I’ve written in the past about Dynamics 365 for Finance & Operations Security and how it differs from previous versions of Dynamics AX, now it’s time to look at how to set up security within the application. I will show how to do this from the user interface (in this post) and from the AOT (in a follow up post) while giving pro’s and con’s of each.

Setting up security in the user interface

To set up security from the user interface, log into D365FO and navigate to System Administration -> Security Configuration. After navigating here you will be presented with a similar screen to the one below, I’ve broken the screen down into different sections based on their function.

  • Green box – Allows you to switch between roles, duties, and privileges
  • Blue box – Has a number of different options for performing against the currently selected role/duty/privilege
    • Undo/Redo – undo/redo customizations applied to this security layer
    • Create new – create a new security layer
    • Show all levels – by default D365FO will only show 4 levels of fly-outs in the navigation, this option will force it to show a horizontal scroll bar to fit all fly-out levels
    • Delete – remove the current security layer
    • Duplicate – create a clone of the currently selected security layer, allows you to give it a new name
    • Copy – copies the current security
    • View Permissions – shows an entire hierarchy of security for the currently selected security layer
    • Audit Trail – shows the history of all changes made to an object either from user interface or through AOT
  • Red box – listing of all current objects in selected security layer
  • Pink box – shows details about currently selected security layer object including Description and AOT name
  • Purple box – shows all of objects that are either assigned to this security layer or that this security layer is assigned to, the plus icon (+) designates that there are objects already there. So in this case this role has duties, privileges, and tables assigned to it but does not have any sub roles or parent roles.
  • Light blue – all changes made in the user interface must be ‘published’ before they go live, this object lists all of the changes that are not currently published yet

If I wanted to add a duty to this particular role I would then click on the Duties button within the References area (purple box above) and the menu bar would change slightly:

  • Add references – allows you to assign a currently available security layer object from a lower layer and assign it to the current layer (ex: duty -> role, privilege -> role, privilege -> duty)
  • Create new and add reference – allows you to create a new security layer and assign it to the current layer (ex: create new duty and assign it to the currently selected role)

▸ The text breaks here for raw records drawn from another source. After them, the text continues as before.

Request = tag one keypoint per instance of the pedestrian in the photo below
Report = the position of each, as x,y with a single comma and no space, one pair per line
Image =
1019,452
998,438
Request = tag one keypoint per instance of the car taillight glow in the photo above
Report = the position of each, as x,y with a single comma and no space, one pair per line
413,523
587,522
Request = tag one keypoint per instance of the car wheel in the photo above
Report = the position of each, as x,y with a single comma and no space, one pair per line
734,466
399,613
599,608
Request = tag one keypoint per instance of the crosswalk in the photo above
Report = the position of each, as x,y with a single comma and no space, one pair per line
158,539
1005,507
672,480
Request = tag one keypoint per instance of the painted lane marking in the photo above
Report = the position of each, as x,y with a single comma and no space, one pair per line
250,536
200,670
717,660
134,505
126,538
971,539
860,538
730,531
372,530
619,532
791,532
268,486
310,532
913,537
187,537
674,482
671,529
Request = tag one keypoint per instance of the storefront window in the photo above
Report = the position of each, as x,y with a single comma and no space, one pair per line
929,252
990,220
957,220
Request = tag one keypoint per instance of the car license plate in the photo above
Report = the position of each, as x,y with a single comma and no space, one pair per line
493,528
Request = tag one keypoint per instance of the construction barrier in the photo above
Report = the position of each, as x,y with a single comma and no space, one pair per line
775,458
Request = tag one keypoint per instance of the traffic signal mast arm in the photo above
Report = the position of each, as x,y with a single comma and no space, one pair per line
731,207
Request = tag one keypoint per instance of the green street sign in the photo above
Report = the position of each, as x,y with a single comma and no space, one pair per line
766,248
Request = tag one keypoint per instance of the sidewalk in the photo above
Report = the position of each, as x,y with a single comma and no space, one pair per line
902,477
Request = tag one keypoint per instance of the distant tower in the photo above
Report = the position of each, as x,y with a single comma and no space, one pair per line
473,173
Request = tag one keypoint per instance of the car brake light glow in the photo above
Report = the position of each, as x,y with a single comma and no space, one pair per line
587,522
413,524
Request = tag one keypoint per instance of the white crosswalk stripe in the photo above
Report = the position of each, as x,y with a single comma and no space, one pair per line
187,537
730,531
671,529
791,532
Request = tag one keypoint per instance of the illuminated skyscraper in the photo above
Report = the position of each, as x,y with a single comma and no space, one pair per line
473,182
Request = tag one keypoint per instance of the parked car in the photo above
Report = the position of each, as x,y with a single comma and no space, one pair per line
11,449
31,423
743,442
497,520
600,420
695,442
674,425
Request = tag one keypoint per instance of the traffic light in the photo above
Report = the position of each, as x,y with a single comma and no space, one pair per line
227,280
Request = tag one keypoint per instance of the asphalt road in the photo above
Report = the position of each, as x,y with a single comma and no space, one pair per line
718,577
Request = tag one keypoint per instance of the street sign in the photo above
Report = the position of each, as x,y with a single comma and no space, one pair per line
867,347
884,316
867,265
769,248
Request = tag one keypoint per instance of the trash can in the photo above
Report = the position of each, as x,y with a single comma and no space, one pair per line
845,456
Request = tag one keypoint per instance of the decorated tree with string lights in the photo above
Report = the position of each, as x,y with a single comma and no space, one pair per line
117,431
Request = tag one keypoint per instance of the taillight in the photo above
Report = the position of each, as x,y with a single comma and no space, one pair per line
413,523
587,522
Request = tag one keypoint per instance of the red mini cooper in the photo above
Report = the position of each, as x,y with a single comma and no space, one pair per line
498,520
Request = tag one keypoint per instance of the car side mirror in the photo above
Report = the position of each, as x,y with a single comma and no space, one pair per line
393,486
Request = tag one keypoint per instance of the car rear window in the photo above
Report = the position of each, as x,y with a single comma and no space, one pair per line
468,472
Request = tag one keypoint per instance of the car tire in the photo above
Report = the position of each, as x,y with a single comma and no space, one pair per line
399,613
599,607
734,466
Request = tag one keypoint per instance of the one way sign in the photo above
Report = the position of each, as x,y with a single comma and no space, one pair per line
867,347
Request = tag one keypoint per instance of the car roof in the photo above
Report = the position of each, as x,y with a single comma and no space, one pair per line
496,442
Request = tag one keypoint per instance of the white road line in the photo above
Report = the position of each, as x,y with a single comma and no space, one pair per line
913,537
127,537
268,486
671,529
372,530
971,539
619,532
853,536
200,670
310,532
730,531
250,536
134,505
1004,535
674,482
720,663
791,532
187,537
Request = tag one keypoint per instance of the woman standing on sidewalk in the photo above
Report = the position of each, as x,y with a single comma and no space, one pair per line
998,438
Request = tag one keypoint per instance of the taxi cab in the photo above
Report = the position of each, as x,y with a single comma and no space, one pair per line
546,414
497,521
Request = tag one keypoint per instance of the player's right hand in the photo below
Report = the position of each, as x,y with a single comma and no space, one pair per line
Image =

If I wanted to remove a duty from this particular role, I would select a particular duty currently assigned to the role and the menu bar would again change slightly:

  • Remove reference(s) – allows you to remove a single or multiple references that are currently assigned to a security layer

To change object permissions you will need to navigate to the Privileges area, find the privilege you would like to modify, find the object assigned to the privilege you would like to modify and select it. You will be presented with a fly-out similar to the one below. From here you can set each access type (Read, Create, Update, Delete) to a specific access level (Unset, Grant, Deny).

What’s the deal with Unpublished Objects?

When a user makes a change to security in the user interface, this change does not go live immediately. Instead it goes to the Unpublished Objects area within Security Configuration. To make security changes actually become active, you will need to go to this area once your changes are done and either select ‘Publish all’ to publish all changes made or select individual changes and select ‘Publish selection’ to only publish certain security changes.

Where do security changes done in the user interface get stored/saved?

In previous versions of AX, when you made a change to security within the application that change was propagated back to the AOT and went live immediately, this is no longer the case within D365FO. This is because of the change to the overall architecture of the application as a whole (the design time and run-time are no longer within the same environment) changes to security made within the user interface are not pushed into the AOT. Instead these changes are put within what Microsoft calls the ‘security delta’ and are stored as data within the database instead of metadata code within the AOT. So when the security framework looks to see what a particular role, duty, or privilege has access to it first looks in the AOT, then looks at the security delta to see if any customizations need to be applied. It then takes a combination of these two (with the security delta taking precedence) and uses that to determine what a security element has access to.

How do you export/import/move/source control security changes made in the user interface?

Because security changes made in the user interface are not stored as metadata in the AOT, the next question is ‘How do we manage these changes?’ Luckily Microsoft allows for that by allowing users to export/import all of their security customizations done in the user interface to an XML file. This file can then be taken to another environment to imported or can be used in source control so you always have a record of any security changes made in the user interface.

This functionality can be found under the ‘Data’ menu option in the menu bar.


I hope this overview helped with getting acquainted with setting up security from the user interface with D365FO. A follow up post will show how this all can be done from the AOT.